Rory réfléchit une seconde avant d'acquiescer. Il oubliait souvent qu'Arty avait toujours plus ou moins fait partie du paysage de sa vie.

— Aris a emménagé près de chez moi quand j'avais six ou sept ans, reprit-il en examinant les bouts de kraft. Je pense que c'est à ce moment-là qu'il s'est passé quelque chose.

Rory ouvrit de grands yeux étonnés.

— Tu veux dire qu'on a tous les quatre déjà été ensemble ?

— Ouais.

— Ça me dit rien.

— Idem, avoua Arthur, et son regard explosait littéralement de frustration. Mais je pense pas qu'il nous reproche à tous la même chose. J'ai un passif avec Aris, Samuel aussi. Mais tu le connais à peine.

Rory n'hésita qu'un très bref instant à bafouiller les mots qui lui brûlaient la langue.

— On devrait peut-être aller voir son père.

En écoutant sa proposition, Arthur se rembrunit instantanément.

— Non, trancha-t-il d'un ton cassant. Hors de question. Par contre, on peut suivre son énigme à la con. Ou tenter de suivre Samuel ce week-end.

Rory n'eut pas besoin d'analyser l'expression crispée de son visage pour comprendre qu'Arty lui cachait quelque chose.

— T'es pas complètement honnête avec moi, hein ?

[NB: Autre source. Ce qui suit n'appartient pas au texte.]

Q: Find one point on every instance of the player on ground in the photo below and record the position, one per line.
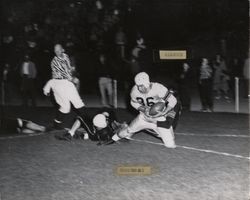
(144, 95)
(65, 92)
(18, 125)
(104, 126)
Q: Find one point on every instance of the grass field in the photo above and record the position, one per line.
(211, 162)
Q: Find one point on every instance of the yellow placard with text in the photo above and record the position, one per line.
(137, 170)
(173, 54)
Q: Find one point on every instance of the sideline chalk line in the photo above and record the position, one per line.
(195, 149)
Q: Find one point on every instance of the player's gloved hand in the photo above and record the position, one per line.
(143, 109)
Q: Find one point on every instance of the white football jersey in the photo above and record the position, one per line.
(155, 94)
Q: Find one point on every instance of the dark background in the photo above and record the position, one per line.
(203, 27)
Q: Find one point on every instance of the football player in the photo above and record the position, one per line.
(143, 97)
(18, 125)
(104, 126)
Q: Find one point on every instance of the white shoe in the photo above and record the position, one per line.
(86, 136)
(172, 146)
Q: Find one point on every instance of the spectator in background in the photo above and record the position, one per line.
(184, 86)
(120, 41)
(206, 86)
(5, 90)
(221, 78)
(246, 75)
(235, 70)
(28, 74)
(104, 69)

— Ça n'a rien à voir avec tout ça, OK ? assura-t-il en braquant aussitôt sur lui une paire d'yeux d'une intense couleur bleu nuit, à la limite du noir. Je te le promets.

Rory soutint longuement son regard avant de céder, détournant les yeux pour laisser à ses lèvres le plaisir de soupirer pour la millième fois.

— Aristote est un putain d'ouragan.

Arthur lui sourit tristement et prononça des mots qui restèrent douloureusement gravés dans l'esprit de Rory.

— Et nous sommes l'océan qui l'avons fait naître.